On average Americans don’t live as long as people in many other wealthy nations, and they’re less healthy overall — this, despite the fact that the U.S. spends more on health care than any other nation in the world. A new report by the National Research Council lays out the reasons for America’s longevity problem, but also indicates that the U.S. is poised to gain ground.
Life Expectancy Lags in the U.S., But It May Be on the Upswing
The damage caused by cigarette smoking was estimated to account for 78% of the gap in life expectancy for women and 41% of the gap for men between the United States and other industrialized countries in 2003, according to the NRC report.
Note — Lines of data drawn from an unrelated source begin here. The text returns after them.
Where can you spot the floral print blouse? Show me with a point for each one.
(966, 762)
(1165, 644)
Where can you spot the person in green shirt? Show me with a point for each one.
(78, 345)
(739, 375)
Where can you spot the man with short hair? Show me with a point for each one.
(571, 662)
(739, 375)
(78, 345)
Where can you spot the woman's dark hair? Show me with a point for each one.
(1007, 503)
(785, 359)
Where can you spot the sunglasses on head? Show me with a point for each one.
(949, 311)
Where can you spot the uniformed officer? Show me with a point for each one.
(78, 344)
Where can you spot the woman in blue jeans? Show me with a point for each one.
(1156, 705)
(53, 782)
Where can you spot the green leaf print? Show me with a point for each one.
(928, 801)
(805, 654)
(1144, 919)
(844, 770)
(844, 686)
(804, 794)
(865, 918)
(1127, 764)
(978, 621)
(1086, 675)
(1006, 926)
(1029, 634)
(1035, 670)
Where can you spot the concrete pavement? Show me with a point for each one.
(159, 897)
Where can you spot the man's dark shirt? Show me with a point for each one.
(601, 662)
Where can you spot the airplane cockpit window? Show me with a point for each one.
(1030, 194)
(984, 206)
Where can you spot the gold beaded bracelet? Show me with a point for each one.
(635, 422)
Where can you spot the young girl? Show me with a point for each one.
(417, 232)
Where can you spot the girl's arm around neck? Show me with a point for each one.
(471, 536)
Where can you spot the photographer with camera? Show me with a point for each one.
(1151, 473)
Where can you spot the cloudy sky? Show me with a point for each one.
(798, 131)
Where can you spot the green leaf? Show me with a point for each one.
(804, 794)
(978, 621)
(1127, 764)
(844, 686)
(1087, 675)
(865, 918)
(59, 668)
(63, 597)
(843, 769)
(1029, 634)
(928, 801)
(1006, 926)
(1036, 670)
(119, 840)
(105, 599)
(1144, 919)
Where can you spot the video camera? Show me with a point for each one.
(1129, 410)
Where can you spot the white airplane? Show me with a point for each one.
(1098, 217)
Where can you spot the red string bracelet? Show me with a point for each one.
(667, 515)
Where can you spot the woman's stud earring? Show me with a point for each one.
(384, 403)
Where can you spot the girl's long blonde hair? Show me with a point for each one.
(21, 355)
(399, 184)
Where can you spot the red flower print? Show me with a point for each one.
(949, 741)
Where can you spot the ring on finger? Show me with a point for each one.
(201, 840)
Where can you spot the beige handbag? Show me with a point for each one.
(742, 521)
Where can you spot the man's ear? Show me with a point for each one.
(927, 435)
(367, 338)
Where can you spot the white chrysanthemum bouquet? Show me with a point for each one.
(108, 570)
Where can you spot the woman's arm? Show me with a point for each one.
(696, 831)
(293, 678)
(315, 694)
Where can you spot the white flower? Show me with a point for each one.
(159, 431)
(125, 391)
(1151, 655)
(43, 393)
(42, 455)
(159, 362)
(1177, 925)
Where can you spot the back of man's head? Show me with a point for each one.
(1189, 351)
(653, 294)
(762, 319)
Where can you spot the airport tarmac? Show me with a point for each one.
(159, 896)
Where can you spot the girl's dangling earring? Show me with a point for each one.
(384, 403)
Fifty years ago, more people smoked in the U.S. and smoked more intensively than in Europe or Japan, which helped suppress American life-expectancy gains over the last 25 years — there's a two- or three-decade lag between smoking and its peak effects on mortality. Meanwhile, the health effects of all that smoking in the 1950s and '60s are still playing out in the form of current lung cancer, heart disease and other illnesses for which tobacco is a contributing factor. On the upside, Americans are about to begin reaping the benefits of recent reductions in smoking — during the 1970s, cigarette use began to decline in most high-income countries, but that decline was steeper in the U.S. than in most of Europe, particularly among men, according to the report. So life expectancy for U.S. men is likely to improve relatively rapidly in the coming decades. For U.S. women, however, among whom smoking rates peaked later than among men, increases in longevity are likely to lag for about another decade. (More on Time.com: Declines in U.S. Smoking Rates Remain Stalled at 20%) Similarly, life expectancy in Japan is predicted to increase more slowly than it otherwise might have, because of more recent, higher smoking rates.